MARCIN CZERNIAWSKIによるPixabayからの画像

※アイキャッチ画像は「MARCIN CZERNIAWSKIによるPixabayからの画像」

City of Valletta ( Malta ) OUV(i)(vi)

1980年世界遺産登録

■聖ヨハネ騎士団、最後の砦

マルタ共和国の首都であるヴァレッタ市街は、突き出た半島のように城壁で囲まれた内部が世界遺産に登録されています。マルタ島は、歴史上軍事面で重要な場所でした。

11世紀以降、イスラムとキリストの対立は激しさを増し、キリスト教徒によるイスラムからの国土奪還(レコンキスタ)のため、十字軍が結成され、中世ヨーロッパでは複数の騎士団が造られてきました。特にテンプル騎士団、ドイツ騎士団と共に、聖ヨハネ騎士団は中世ヨーロッパの三大騎士修道会の1つに数えられます。

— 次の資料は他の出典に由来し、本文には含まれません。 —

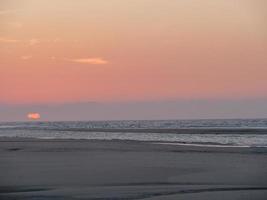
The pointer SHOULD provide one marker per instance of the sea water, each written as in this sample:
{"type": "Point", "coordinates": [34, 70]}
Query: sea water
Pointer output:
{"type": "Point", "coordinates": [221, 132]}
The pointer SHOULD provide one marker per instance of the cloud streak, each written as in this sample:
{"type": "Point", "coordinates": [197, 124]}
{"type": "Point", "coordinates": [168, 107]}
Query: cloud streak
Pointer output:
{"type": "Point", "coordinates": [89, 61]}
{"type": "Point", "coordinates": [8, 40]}
{"type": "Point", "coordinates": [26, 57]}
{"type": "Point", "coordinates": [7, 12]}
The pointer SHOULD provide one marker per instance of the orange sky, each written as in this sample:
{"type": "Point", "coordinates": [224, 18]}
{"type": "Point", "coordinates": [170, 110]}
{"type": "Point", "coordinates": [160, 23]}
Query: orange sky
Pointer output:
{"type": "Point", "coordinates": [132, 50]}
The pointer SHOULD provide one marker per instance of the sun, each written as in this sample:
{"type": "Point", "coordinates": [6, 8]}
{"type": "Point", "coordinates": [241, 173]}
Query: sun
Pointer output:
{"type": "Point", "coordinates": [34, 116]}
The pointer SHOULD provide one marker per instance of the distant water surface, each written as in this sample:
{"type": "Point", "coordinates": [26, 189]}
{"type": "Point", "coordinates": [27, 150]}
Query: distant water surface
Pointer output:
{"type": "Point", "coordinates": [224, 132]}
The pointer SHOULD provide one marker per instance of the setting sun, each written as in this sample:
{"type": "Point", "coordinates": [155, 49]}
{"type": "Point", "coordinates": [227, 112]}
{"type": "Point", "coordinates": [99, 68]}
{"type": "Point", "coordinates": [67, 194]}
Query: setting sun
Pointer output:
{"type": "Point", "coordinates": [34, 116]}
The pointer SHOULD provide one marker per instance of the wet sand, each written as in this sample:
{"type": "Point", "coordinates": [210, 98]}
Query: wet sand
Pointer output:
{"type": "Point", "coordinates": [118, 170]}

聖ヨハネ騎士団は地中海沿岸を主な活動の場としていたようですが、12世紀にエルサレムが陥落してからは退路とともに拠点を移し、キプロス島⇒ロドス島⇒そしてマルタ島と移り、その度にロドス騎士団、マルタ騎士団とも呼称されるようになっていきます。

ここマルタでは15世紀にオスマン朝の攻撃を受けるものの撃退に成功し、その栄誉をたたえられた騎士団長の名前から「ヴァレッタ」と町が命名されたそうです。その後は時代と共に騎士団の重要性は薄れていき、18世紀にはナポレオンによる支配を受け、実質聖ヨハネ騎士団の最後の砦となります。

■マルタの石灰岩で造られた街

photosforyouによるPixabayからの画像 ハチミツ色の街

聖ヨハネ騎士団による防衛のため、ヴァレッタの半島部分は50mの堀で本島と分断され、完全に孤立化した要塞となっています。

当然小さな街に川もなく、水は地下に貯水槽をつくり、家の屋根には雨水を溜めるような工夫をしています。

こうした街の壁や大地はマルタ島の石灰岩を建材にしており、それがハチミツ色をしていることから、イギリスの世界遺産「バース旧市街」のように街全体が美しい景観を保存しています。

<聖ヨハネ大聖堂>

Waldo MiguezによるPixabayからの画像

1577年、騎士団が聖ヨハネを称えるために建てた大聖堂で、写真のように騎士の出身地の言語別に8つのグループそれぞれの礼拝堂があり、正面に主祭壇が見えます。また、会堂の床は騎士たちの墓があり、まさに騎士団のために築かれた聖堂です。

その他、「騎士団長の宮殿」や騎士団宿舎、大学など当時の面影を伝える建造物が多く残されています。